8.22 E' poi evidente che l'errore del giudice di appello sta nell'avere confuso i poteri che la

legge riconosce all'Ufficio nell'attività di accertamento del maggior imponibile fiscale

secondo modalità varie, come declinate dall'art. 52 e dal precedente art. 51 citt.,

dall'obbligo incombente sul contribuente di dimostrare i presupposti giustificativi della

detrazione operata, non assolvendo il quale l'Ufficio ha legittimamente adottato

l'accertamento induttivo con le forme già esposte.

8.23 Nè, d'altra parte, la curatela fallimentare si è in alcun modo attivata, nel corso del

giudizio, per dimostrare l'esistenza dei presupposti giustificativi della detrazione,

deducendo e dimostrando l'esistenza di un impedimento tale che avrebbe potuto

giustificare l'esame, nel corso del giudizio, della documentazione non potuta produrre nella

fase anteriore.

8.24 Ed infatti, la curatela non ha nemmeno documentato di avere prodotto nel corso del

giudizio la richiesta di deposito della documentazione fiscale richiesta dall'ufficio e

l'eventuale provvedimento di diniego da parte del Giudice delegato al fallimento.

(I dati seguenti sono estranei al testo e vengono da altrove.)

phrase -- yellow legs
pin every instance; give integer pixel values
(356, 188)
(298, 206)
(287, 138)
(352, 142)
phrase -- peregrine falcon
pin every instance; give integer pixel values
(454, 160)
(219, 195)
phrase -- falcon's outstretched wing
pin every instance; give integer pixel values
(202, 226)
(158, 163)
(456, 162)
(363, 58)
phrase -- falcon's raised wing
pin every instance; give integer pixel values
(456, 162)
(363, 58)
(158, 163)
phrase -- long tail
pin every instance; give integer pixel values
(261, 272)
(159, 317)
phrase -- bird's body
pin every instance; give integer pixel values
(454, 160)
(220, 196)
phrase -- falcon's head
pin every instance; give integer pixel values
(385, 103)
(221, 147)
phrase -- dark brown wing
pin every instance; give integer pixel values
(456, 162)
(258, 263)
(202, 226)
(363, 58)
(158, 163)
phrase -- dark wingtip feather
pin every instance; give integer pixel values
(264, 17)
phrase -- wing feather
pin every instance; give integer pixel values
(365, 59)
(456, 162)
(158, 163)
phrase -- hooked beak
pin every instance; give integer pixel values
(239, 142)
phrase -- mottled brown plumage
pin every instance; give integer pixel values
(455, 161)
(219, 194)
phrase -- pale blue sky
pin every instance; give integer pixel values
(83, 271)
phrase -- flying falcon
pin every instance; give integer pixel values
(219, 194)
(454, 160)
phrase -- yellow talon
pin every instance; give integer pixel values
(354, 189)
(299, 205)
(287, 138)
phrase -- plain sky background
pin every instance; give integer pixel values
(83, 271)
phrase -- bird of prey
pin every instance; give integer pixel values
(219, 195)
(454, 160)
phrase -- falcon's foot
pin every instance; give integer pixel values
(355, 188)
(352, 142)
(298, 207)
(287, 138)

8.25 In conclusione, il curatore fallimentare, alla stregua della L. Fall., art. 86, nella

versione ratione temporis vigente prima della riforma introdottane nell'anno 2006, avendo

la possibilità di chiedere al giudice delegato l'autorizzazione per disporre delle scritture

contabili del soggetto fallito ed essendo legittimo destinatario passivo delle richieste del

fisco, avrebbe dovuto avanzare prima al Giudice Delegato e poi documentare, nel corso del

giudizio, l'istanza di autorizzazione al giudice delegato e opporre al fisco il diniego o il

silenzio dell'AG quale causa a lui non imputabile. Del che non vi è traccia nella sentenza

impugnata, nè la curatela ha documentato di avere svolto tali attività nel corso del giudizio

di merito.

8.26 Sulla base di tali argomenti le censure esposte colgono nel segno, avendo la CTR fatto

mal governo delle disposizioni sopra ricordate e, per altro verso, incongruamente motivato

la decisione di dichiarare illegittima la pretesa fiscale.

9. La sentenza va pertanto cassata e la causa può essere decisa nel merito ex art. 384 c.p.c.

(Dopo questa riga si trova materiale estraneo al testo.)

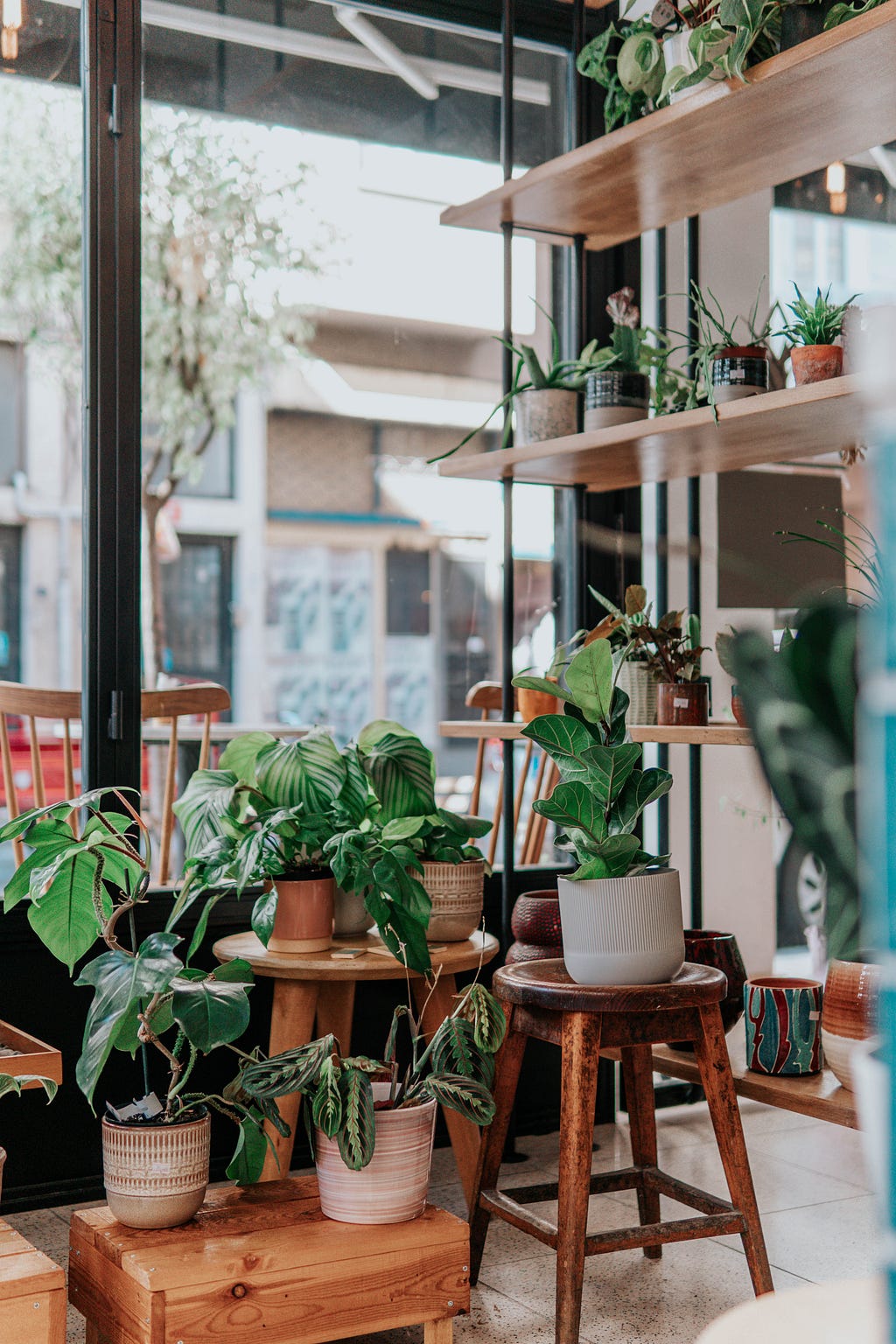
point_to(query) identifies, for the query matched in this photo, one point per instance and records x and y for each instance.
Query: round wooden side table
(320, 988)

con il rigetto del ricorso della curatela fallimentare.

10. Ricorrono giusti motivi per compensare le spese dei due gradi di giudizio di merito,

mentre le spese del giudizio di legittimità vanno poste a carico della curatela nella misura

liquidata in dispositivo.

P.Q.M.

La Corte accoglie il ricorso.

Cassa la sentenza impugnata e decidendo nel merito rigetta il ricorso della curatela della

parte contribuente.

Compensa le spese del giudizio di merito fra le parti e condanna la curatela

controricorrente al pagamento delle spese processuali del giudizio di legittimità che liquida

in favore dell'Agenzia in Euro 4500,00 per compensi oltre spese prenotate a debito.